What can your spit tell you about your DNA?

This participant in the 32nd Cherry Pit Spitting World Championship might want to put his talent to other uses, like collecting a little saliva for some genetic testing.
This participant in the 32nd Cherry Pit Spitting World Championship might want to put his talent to other uses, like collecting a little saliva for some genetic testing.
Ralph Orlowski/Getty Images

­People spit for a variety of reasons. We've all employed the technique to remove a hair or some other distasteful object from our mouths. People who chew tobacco do it for obvious reasons. Ball players do it because they're nervous, bored or looking to showcase their masculinity. And people in many different cultures spit on their enemies to show disdain.

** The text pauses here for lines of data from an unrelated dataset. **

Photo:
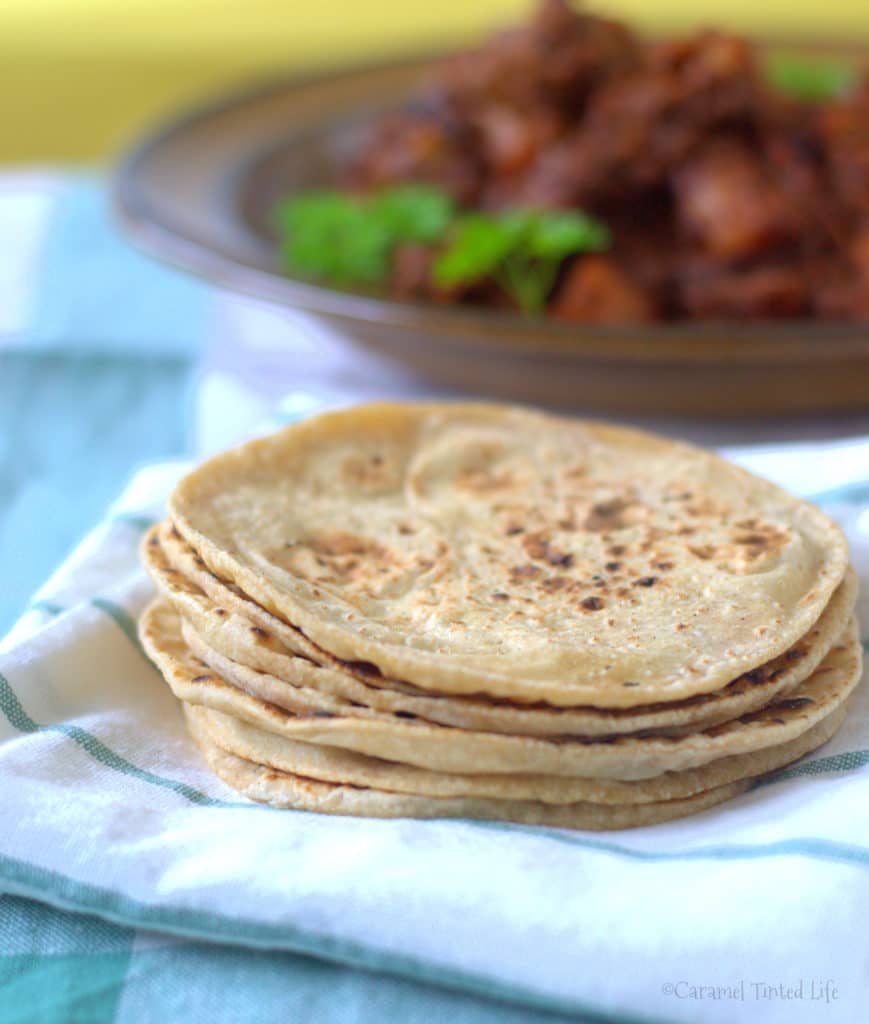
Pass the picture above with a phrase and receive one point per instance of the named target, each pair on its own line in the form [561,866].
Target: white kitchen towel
[755,909]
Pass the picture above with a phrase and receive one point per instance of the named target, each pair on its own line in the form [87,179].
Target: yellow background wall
[81,78]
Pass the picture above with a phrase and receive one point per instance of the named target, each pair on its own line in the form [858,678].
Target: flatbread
[287,791]
[443,749]
[250,637]
[329,764]
[488,549]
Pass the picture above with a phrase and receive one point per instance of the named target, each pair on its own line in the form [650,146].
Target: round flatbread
[443,749]
[286,791]
[329,764]
[489,549]
[246,643]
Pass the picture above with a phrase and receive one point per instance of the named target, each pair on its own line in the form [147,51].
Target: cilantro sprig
[521,250]
[350,240]
[814,79]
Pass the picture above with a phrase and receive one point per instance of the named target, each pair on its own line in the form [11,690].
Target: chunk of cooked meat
[727,203]
[724,198]
[596,291]
[762,292]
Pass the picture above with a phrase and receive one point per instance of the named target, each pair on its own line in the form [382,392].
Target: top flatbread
[489,549]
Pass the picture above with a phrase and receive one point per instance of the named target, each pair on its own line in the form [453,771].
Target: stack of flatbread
[487,612]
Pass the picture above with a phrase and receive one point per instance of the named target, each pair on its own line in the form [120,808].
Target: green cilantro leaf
[350,240]
[558,235]
[479,244]
[415,213]
[811,78]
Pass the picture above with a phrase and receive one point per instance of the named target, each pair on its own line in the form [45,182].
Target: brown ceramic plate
[198,195]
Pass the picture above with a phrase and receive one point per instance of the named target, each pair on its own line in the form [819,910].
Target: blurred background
[81,78]
[109,359]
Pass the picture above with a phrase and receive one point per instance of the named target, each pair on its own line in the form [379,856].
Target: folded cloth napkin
[754,909]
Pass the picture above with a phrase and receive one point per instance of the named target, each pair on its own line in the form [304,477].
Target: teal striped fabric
[100,948]
[135,888]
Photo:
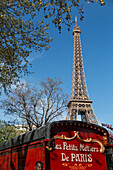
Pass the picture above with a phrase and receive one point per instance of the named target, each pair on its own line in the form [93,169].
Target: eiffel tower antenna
[76,20]
[79,103]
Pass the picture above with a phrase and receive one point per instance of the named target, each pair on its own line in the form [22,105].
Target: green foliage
[23,28]
[7,131]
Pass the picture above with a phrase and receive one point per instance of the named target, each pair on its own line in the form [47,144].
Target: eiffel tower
[79,103]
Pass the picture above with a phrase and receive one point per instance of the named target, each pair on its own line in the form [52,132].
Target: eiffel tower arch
[79,103]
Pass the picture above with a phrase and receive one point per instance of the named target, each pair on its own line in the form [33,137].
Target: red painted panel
[76,154]
[23,157]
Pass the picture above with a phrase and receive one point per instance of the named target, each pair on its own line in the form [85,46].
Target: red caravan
[63,145]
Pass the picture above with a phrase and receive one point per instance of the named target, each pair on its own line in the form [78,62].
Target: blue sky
[97,50]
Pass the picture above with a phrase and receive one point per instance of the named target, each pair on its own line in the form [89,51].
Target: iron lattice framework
[79,103]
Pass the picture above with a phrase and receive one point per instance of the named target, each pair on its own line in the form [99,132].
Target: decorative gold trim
[77,166]
[76,134]
[90,140]
[62,137]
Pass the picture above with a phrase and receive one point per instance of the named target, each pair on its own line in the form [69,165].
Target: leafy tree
[20,32]
[36,107]
[7,131]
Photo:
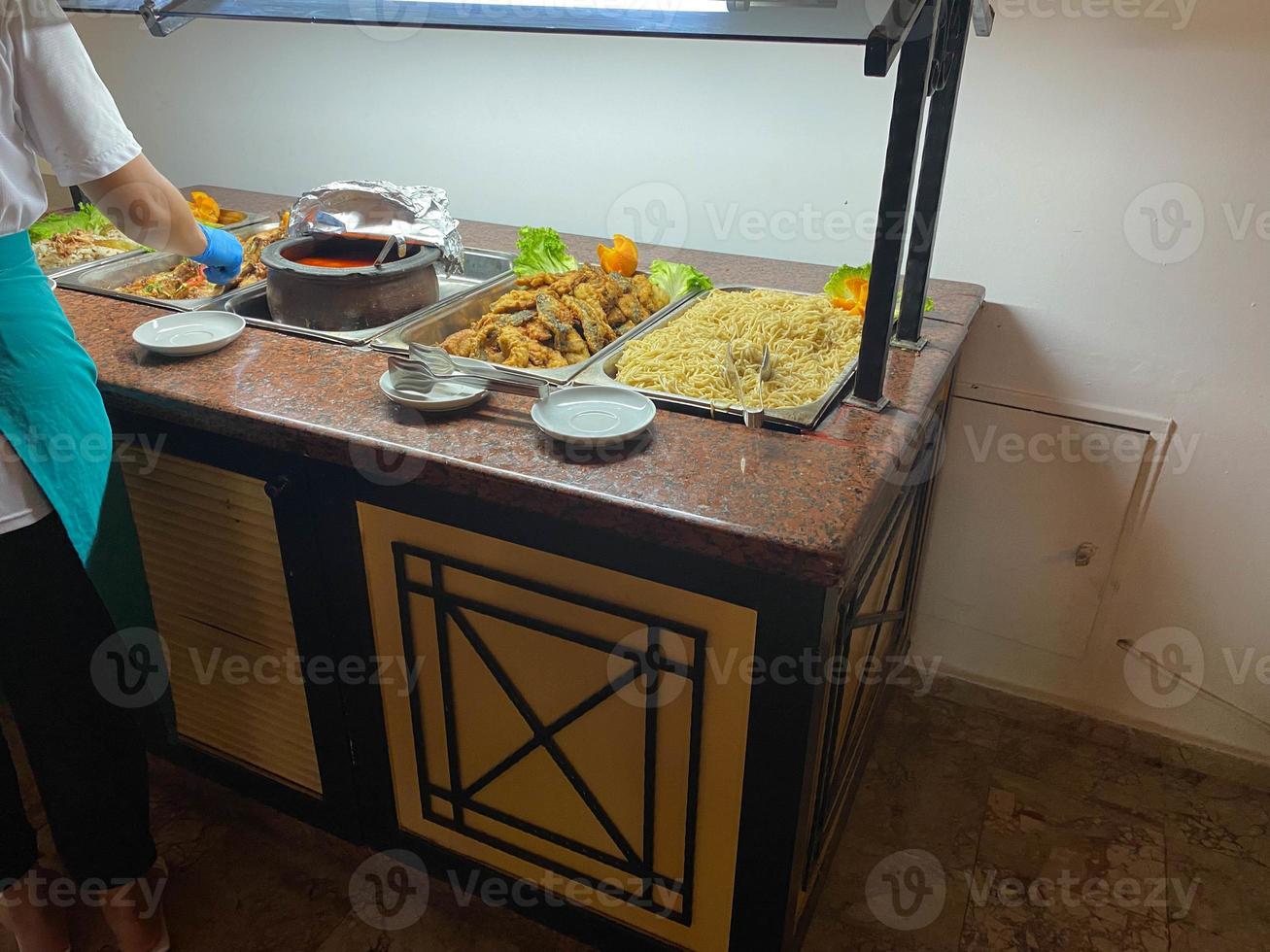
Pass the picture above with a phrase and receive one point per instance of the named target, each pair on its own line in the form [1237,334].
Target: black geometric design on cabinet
[649,667]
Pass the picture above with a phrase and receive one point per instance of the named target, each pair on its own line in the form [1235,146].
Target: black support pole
[912,84]
[930,186]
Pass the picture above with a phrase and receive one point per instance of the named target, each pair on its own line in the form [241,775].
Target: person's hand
[223,255]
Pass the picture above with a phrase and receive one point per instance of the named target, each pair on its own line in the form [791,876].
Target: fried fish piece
[463,343]
[516,300]
[521,351]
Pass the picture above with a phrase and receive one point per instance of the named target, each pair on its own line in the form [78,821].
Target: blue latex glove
[223,255]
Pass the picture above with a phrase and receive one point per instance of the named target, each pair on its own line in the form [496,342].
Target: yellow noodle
[810,340]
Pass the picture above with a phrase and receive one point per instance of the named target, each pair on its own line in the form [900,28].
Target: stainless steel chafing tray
[104,277]
[482,269]
[249,219]
[449,318]
[797,418]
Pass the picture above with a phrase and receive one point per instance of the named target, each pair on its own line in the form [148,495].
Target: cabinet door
[564,724]
[1025,525]
[220,595]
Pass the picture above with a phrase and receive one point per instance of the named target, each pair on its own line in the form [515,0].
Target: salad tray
[104,277]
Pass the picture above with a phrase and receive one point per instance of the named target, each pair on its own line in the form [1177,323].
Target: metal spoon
[766,369]
[394,241]
[441,363]
[421,379]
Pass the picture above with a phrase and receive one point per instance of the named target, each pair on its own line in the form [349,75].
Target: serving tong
[429,365]
[753,419]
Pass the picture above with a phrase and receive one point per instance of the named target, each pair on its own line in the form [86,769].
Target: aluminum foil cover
[418,214]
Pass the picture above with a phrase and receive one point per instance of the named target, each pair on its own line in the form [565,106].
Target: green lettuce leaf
[837,284]
[678,280]
[541,251]
[86,219]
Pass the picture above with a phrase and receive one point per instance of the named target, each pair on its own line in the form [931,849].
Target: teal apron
[52,414]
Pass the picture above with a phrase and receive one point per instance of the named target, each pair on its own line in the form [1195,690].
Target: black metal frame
[652,664]
[930,67]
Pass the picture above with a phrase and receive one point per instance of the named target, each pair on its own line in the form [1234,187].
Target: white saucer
[439,398]
[594,417]
[189,334]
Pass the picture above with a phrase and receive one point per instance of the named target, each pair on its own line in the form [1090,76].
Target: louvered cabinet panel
[220,595]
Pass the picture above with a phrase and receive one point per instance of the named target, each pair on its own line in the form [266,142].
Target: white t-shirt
[52,104]
[58,110]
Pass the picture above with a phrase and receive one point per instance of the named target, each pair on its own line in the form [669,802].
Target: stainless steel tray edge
[455,307]
[801,418]
[252,219]
[157,261]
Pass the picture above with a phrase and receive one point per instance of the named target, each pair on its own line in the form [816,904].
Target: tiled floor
[984,823]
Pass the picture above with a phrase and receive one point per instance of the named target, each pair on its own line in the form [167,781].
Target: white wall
[1066,119]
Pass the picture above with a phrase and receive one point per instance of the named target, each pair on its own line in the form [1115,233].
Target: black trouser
[87,754]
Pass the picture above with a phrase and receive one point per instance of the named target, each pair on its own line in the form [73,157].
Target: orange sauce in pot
[327,261]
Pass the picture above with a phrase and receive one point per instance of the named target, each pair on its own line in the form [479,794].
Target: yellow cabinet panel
[215,571]
[566,725]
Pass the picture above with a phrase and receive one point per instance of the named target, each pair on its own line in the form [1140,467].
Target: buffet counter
[533,588]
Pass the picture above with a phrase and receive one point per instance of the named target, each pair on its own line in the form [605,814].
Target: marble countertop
[797,507]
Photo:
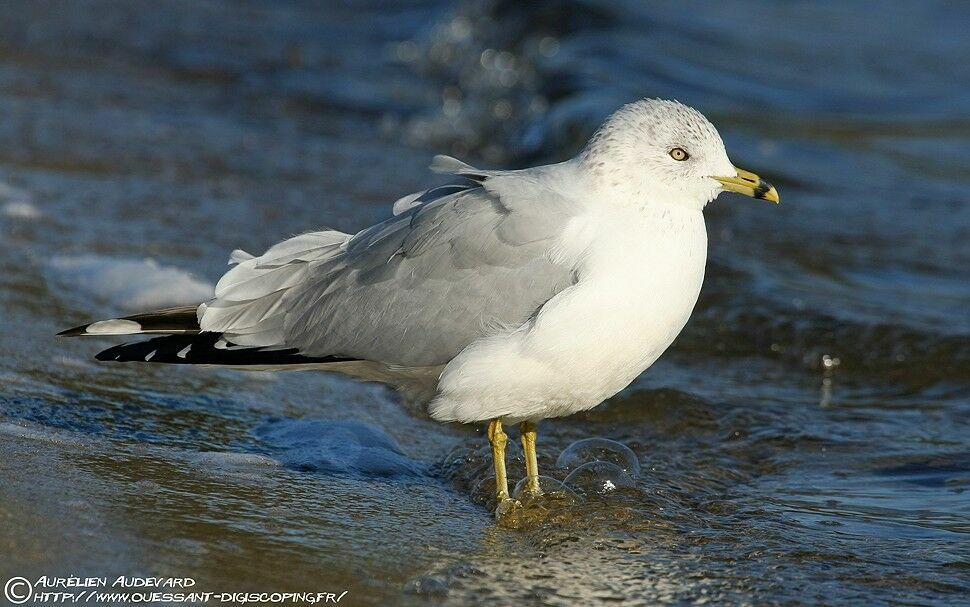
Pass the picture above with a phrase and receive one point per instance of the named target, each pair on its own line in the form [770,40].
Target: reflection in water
[804,441]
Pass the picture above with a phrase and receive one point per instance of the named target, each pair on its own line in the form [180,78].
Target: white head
[664,152]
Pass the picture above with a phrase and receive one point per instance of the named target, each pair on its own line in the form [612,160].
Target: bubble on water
[547,485]
[599,450]
[599,477]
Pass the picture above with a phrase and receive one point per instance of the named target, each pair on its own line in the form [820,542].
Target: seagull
[511,297]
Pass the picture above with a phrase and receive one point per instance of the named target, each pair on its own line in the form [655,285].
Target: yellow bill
[749,184]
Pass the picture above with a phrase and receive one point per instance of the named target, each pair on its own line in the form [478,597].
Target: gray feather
[413,290]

­Thanks to a phenomenon known as direct-to-consumer genetic testing or at-home ­genetic testing, people are spitting today for a much more productive (and perhaps more sophisticated) reason -- to get a glimpse of their own DNA.

That's right. Your saliva contains a veritable mother lode of biological material from which your genetic blueprint can be determined. For example, a mouthful of spit contains hundreds of complex protein molecules -- what scientists call enzymes -- that aid in the digestion of food. Swirling around with those enzymes are cells sloughed off from the inside of your cheek. Inside each of those cells lies a nucleus, and inside each nucleus, chromosomes. Chromosomes themselves are made up of DNA, the now-ubiquitous shorthand for deoxyribonucleic acid, the double-stranded molecule that gets much of the credit for what we look like and how we act.


Of course, you can't look at your own spit and see sloughed-off cells, the DNA they contain or the genetic information coded in the long chain of base pairs. You need special equipment and scientists who know how to use it. You also need trained counselors who can help you interpret the data once you get it back. That's where companies like 23andMe, deCODEme and Navigenics come in. They give you the tools, resources and infrastructure necessary to learn more about what makes you tick at a cellular level. They each do it slightly differently, and they each reveal different aspects of your DNA profile.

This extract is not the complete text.